2004 Dodge Ram SRT10
If you like both muscle cars and big pickup trucks, have we got a deal for you! The 2004-’06 Dodge Ram SRT10 was a muscle truck engineered by the same folks who brought you the Plymouth Prowler and Dodge Viper. In fact, as you may have guessed from the name, the Ram SRT10 featured the 8.0-liter, 500-horsepower V-10 engine from the Viper and in its lightest specification, ripped off sub-5.0-second 0-60-mph runs like nobody’s business. A six-speed manual transmission was even available for a time, alongside a four-speed automatic. After the first year of production, brakes were wisely upgraded from standard Ram Heavy Duty units to bespoke four-piston monoblock calipers, while the 22-inch, 10-spoke wheels recalled the Viper’s rolling stock. Just over 10,100 Dodge Ram SRT10s were built over three years.
2016 Ram Rebel TRX Concept
Though just a concept, we’d be remiss in forgetting about the one-off show truck that brought us the production Ram TRX four years later. Debuting at the 2016 State Fair of Texas, the Ram Rebel TRX concept, like the production version, was based on the Ram 1500—and with “just” 575 horsepower from the familiar 6.2-liter supercharged V-8, we’d say the Hellcat-powered 702-horsepower production version is even more impressive. We do wish the Rebel TRX concept’s cool integrated side-pipe exhaust system would have carried over into production, but we understand why it didn’t.
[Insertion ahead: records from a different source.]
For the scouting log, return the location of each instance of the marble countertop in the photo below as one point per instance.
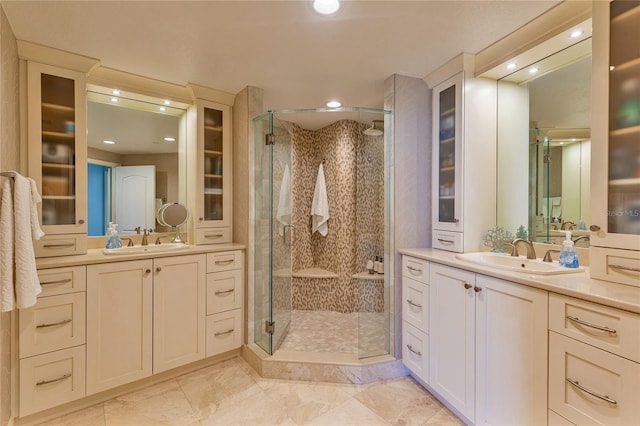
(578, 285)
(94, 256)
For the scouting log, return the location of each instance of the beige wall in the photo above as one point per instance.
(9, 160)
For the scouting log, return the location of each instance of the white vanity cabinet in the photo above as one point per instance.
(52, 342)
(594, 362)
(615, 168)
(225, 289)
(210, 163)
(464, 160)
(488, 347)
(143, 317)
(57, 152)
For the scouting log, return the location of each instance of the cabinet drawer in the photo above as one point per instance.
(445, 240)
(55, 322)
(608, 328)
(51, 379)
(224, 332)
(224, 261)
(224, 291)
(60, 245)
(415, 351)
(620, 266)
(213, 235)
(415, 305)
(605, 387)
(416, 269)
(62, 280)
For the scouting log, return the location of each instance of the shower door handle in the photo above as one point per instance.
(284, 235)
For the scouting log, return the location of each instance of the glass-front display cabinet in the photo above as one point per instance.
(213, 164)
(615, 168)
(57, 156)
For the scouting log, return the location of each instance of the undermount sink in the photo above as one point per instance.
(517, 264)
(155, 248)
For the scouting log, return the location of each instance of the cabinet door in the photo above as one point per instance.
(615, 159)
(447, 155)
(511, 353)
(58, 146)
(452, 336)
(178, 311)
(119, 323)
(213, 166)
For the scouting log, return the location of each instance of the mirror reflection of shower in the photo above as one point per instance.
(318, 295)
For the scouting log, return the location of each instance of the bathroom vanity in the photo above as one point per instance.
(496, 345)
(106, 323)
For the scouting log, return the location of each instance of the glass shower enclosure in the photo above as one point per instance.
(282, 158)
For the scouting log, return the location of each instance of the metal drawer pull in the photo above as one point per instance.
(413, 269)
(625, 268)
(413, 350)
(53, 324)
(588, 324)
(592, 393)
(412, 303)
(62, 281)
(57, 379)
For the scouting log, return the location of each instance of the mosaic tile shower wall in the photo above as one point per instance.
(354, 173)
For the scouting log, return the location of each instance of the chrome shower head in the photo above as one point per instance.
(372, 131)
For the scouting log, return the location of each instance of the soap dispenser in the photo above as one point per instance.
(568, 255)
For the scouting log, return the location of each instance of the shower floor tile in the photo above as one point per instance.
(326, 331)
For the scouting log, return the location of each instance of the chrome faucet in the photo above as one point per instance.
(531, 252)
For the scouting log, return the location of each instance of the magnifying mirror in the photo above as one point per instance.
(173, 215)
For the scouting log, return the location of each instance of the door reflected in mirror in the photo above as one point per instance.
(544, 148)
(134, 162)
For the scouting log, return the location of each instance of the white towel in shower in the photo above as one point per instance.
(26, 228)
(320, 206)
(283, 213)
(7, 295)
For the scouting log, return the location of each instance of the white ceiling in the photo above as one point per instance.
(299, 58)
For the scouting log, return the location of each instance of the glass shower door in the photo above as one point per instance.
(273, 233)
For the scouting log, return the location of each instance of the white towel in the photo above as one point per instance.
(7, 295)
(320, 206)
(283, 213)
(26, 229)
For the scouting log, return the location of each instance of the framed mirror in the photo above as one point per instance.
(544, 146)
(134, 146)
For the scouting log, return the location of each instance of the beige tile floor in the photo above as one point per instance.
(232, 393)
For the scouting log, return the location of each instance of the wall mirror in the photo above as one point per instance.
(544, 146)
(134, 146)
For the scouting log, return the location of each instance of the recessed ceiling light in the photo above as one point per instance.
(576, 33)
(326, 7)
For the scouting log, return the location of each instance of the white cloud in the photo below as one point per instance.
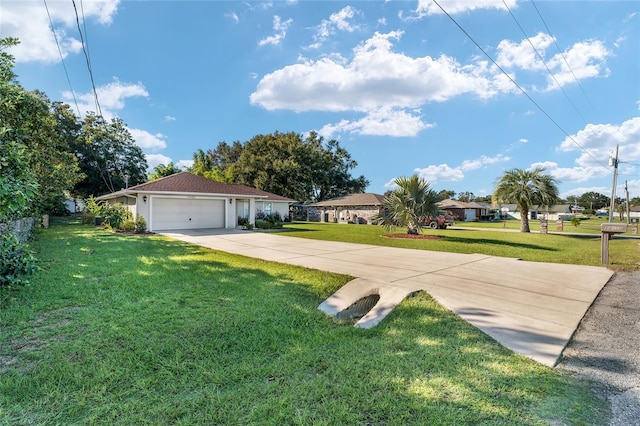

2020 Ram 2500 HD Power Wagon
Ram (well actually, Dodge at the time) brought back the Power Wagon moniker in 2005 for the then-current Dodge Ram 2500, and it carries on even today. The 2020 Ram 2500 HD Power Wagon is an off-road-ready version of Ram’s Heavy Duty truck line that brings with it unique suspension, wheels, ‘Power Wagon’ graphics, and even a winch to pull yourself or a friend out of trouble. With a base-level 6.4-liter gasoline-powered V-8 producing 410 horsepower paired with an eight-speed automatic, the Ram 2500 HD Power Wagon is the most beastly off-road Ram you can buy—until the TRX hits showrooms, anyway.